Her influence can be epitomised through her infamous words: “Wir schaffen das” (‘We can manage this’)
On an international level, she managed to secure trading relationships with large powers, notably China in the automobile industry for example. Overall, it is undeniable that her stance on domestic and international trade, economics and finance has seen immense success over the past decade.
Yet, this time around, Merkel’s successor as leader of the Christian Democratic Union (CDU), Armin Laschet, has struggled to attract the support of his predecessor. The centre-right ‘Union’ (comprising the CDU, the Christian Democratic Union and the CSU, the Christian Social Union) has suffered their worst electoral result since 1945, winning just 24.1% of the vote.
Meanwhile, the Social Democratic Party of Germany (SPD) led by Olaf Scholz, Merkel’s finance minister, secured 25.7% of voter support. The SPD looks set to ally with the Green party and liberal FDP to form a coalition government, in the process forming what has been described as a ‘traffic light’ coalition. If the polls are correct and Olaf Scholz becomes chancellor, a new economic landscape may emerge within the country.

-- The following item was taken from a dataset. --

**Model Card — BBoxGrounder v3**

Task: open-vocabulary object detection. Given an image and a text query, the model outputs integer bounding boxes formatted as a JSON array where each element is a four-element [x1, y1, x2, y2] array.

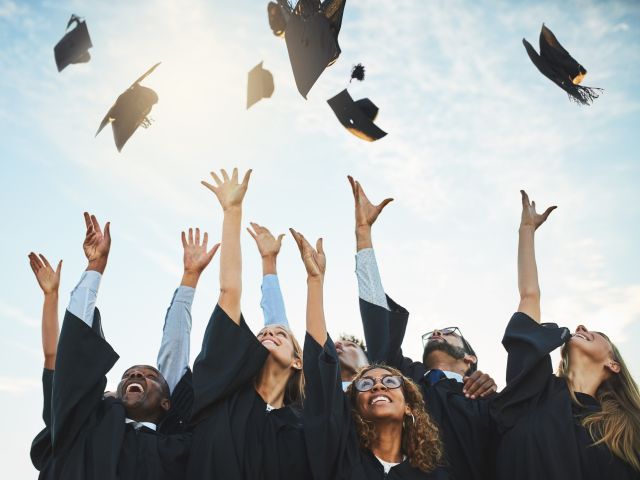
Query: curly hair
[[347, 364, 444, 473]]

One of the most significant changes that seems plausible in post-Merkel Germany, is an increasingly expansionary fiscal policy. An SPD/Green/FDP coalition is likely to favour more progressive taxation regimes, greater public investments in supporting the ageing population, transport, and digital infrastructures, and an increase in the hourly minimum wage from €9.60 to €12.
With regards to environmental issues, the Green’s commitment to spend €10 billion annually on international climate finance and the party’s call for a 70% cut in greenhouse gas emissions from 1990 levels by 2030, may pose a challenge to the international hegemony of the German automobile industry in the coming years.
Leading German companies like BMW or Mercedes-Benz even feared a “red-red-green” coalition – whereby the Green party would push to impose a stricter speed limit on motorways and a ban on combustion engines. Although this has not come into action, and the industry – which makes up to 10% of Germany’s GDP – has been largely relieved with the more moderate outcomes of the election, an inevitable environmental shift is bound to happen.
The automobile industry will have to change, and transition towards greener production and consumption methods. For example, Volkswagen recently announced its $73billion investment into electric and battery-powered vehicles.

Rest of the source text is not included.